The preprocessing pipeline will create a collection of files and subdirectories underneath the metadata directory.

--parameter / -P ( List[String] )

Override individual parameters from the configuration property file.

This argument can be used to override advanced settings from the configuration property file on a case-by-case basis. The syntax is -P name:value where name is one of the parameters in the configuration file.

--ploidyMapFile / -ploidyMapFile ( File )

Map file defining the gender-specific ploidy of each region of the reference genome.

Although technically optional, the ploidy map file is required by some of the pipelines in Genome STRiP, including SVPreprocess.

The ploidy map file is generally present in the reference metadata directory along with the reference genome. The ploidy map file is used to indicate which parts of the reference genome have gender-dependent ploidy. This is used in conjunction with the gender of each sample to process sex chromosomes.

If you are using a reference genome that does not have a complete metadata directory (for example, a non-human reference), you will need to create your own ploidy map if you want to process sex chromosomes.

If no ploidy map file is supplied, some of the time Genome STRiP will default to behave as if the entire input genome has ploidy 2 (i.e. is diploid) in all individuals. You can also force this behavior by creating a ploidy map with a single line containing "* * * * 2" to indicate that all chromosomes are diploid.

--readDepthMaskFile / -readDepthMaskFile ( File )

Genome mask file specifying regions over which the sequencing depth should be estimated.

This argument supplies a genome mask that is used during estimation of sequencing coverage in each sequencing run. The default value for this argument is rmd/reference.rdmask.bed, a bed file specifying the set of intervals to use. This file is typically provided along with the other reference metadata in the reference metadata directory.

If you are using a reference genome that does not have a complete metadata directory (for example, a non-human reference), you will want to create your own mask file to use. For the human genome, the default mask includes chromosomes 1-22, avoiding the sex chromosomes and any unplaced reference sequences.

--reduceInsertSizeDistributions / -reduceInsertSizeDistributions ( Boolean with default value true )

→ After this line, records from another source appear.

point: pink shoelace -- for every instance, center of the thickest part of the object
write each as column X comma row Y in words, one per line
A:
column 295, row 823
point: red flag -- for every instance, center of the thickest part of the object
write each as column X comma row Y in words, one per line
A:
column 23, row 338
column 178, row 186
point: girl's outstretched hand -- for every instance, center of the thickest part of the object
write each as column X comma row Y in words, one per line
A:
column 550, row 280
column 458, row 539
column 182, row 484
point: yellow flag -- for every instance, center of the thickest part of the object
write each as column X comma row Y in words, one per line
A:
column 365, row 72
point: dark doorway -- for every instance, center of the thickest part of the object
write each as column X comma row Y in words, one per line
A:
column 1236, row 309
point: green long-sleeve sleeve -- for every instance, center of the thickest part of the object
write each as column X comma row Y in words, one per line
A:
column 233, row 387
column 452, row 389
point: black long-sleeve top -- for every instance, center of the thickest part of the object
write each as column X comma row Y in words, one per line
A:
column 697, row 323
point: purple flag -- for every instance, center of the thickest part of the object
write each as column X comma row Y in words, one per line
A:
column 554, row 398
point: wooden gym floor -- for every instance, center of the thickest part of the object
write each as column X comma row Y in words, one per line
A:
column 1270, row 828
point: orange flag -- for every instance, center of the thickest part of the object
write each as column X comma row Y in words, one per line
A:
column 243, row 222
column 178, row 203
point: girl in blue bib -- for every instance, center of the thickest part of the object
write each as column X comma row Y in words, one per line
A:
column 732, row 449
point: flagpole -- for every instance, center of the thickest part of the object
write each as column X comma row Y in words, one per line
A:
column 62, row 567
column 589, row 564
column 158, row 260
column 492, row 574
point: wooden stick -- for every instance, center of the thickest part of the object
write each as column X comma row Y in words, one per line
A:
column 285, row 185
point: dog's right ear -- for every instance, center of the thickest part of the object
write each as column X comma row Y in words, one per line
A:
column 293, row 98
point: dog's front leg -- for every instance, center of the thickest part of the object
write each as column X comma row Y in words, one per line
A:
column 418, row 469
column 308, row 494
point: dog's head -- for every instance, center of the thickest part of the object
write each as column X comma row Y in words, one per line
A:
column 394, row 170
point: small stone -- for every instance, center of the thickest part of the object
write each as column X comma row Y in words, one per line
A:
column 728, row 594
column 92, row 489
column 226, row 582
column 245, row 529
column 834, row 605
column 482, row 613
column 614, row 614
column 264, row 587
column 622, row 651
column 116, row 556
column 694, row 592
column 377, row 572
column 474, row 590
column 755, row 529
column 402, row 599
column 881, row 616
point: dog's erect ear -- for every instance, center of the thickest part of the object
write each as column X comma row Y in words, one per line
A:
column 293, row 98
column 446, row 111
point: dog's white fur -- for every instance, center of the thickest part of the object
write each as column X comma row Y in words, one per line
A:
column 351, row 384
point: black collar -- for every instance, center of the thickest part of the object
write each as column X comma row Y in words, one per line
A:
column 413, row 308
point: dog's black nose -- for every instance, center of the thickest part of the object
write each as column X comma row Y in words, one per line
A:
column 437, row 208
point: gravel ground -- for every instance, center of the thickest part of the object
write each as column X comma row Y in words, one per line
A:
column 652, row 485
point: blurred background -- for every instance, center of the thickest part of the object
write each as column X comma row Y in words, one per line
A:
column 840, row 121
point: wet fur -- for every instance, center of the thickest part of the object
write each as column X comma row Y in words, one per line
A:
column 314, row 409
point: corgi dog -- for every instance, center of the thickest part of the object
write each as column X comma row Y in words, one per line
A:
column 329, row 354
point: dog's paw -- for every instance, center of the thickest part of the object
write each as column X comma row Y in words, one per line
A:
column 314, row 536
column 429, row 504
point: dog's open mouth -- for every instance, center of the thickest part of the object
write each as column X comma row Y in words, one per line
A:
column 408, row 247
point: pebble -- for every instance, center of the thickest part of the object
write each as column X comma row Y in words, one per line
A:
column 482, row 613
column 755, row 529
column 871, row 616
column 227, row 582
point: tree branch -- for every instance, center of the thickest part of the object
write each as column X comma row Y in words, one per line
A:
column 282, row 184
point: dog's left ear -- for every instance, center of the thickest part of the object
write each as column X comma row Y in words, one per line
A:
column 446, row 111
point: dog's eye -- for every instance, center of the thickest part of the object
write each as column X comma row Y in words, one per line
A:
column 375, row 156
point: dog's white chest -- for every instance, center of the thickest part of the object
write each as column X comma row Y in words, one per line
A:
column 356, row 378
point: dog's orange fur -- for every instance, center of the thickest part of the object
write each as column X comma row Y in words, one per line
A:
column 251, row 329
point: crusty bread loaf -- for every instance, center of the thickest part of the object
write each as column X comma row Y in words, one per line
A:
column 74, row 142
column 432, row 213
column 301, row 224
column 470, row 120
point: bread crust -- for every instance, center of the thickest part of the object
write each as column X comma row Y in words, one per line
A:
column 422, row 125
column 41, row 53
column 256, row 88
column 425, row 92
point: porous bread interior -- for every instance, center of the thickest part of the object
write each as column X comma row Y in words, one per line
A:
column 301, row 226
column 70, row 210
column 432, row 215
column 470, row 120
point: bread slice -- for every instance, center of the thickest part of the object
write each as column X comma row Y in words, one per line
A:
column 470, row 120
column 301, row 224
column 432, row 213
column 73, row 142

True to perform lossy compression on the fragment length distributions from each library to increase scalability.

By default, the empirical insert size (fragment length) distributions from each library are compressed during preprocessing. If this option is disabled, the number of samples that can be processed together is limited.

--referenceFile / -R ( required File )

The reference genome sequence for the input bam files (indexed fasta format).

This must be the reference genome sequence that was used to align the input bam files.

In addition, this argument sets the default value for the reference metadata directory (see -rmd) which contains additional information about the reference genome that is required by Genome STRiP. Reference metadata directories are supplied with Genome STRiP for common human reference assemblies and generally you should set -R to refer to one of these directories that is appropriate for your input data.

--referenceMetaDataLocation / -rmd ( File )

Path to the directory containing data files based on the reference genome (ploidy map, gc-bias file, etc.).

The -rmd location defaults to the directory of the reference genome, as specified by -R, and normally does not need to be supplied.

This argument can be used when you need to replace the reference genome with another file but want to continue to use the other auxilliary files in the reference metadata directory. In this case, the replacement reference genome must be very nearly identical to the original reference genome.

If you cannot use one of the standard sets of reference metadata supplied with Genome STRiP, for example because you are processing non-human data or using a different human reference genome, then you will need to generate the equivalent data for your reference genome.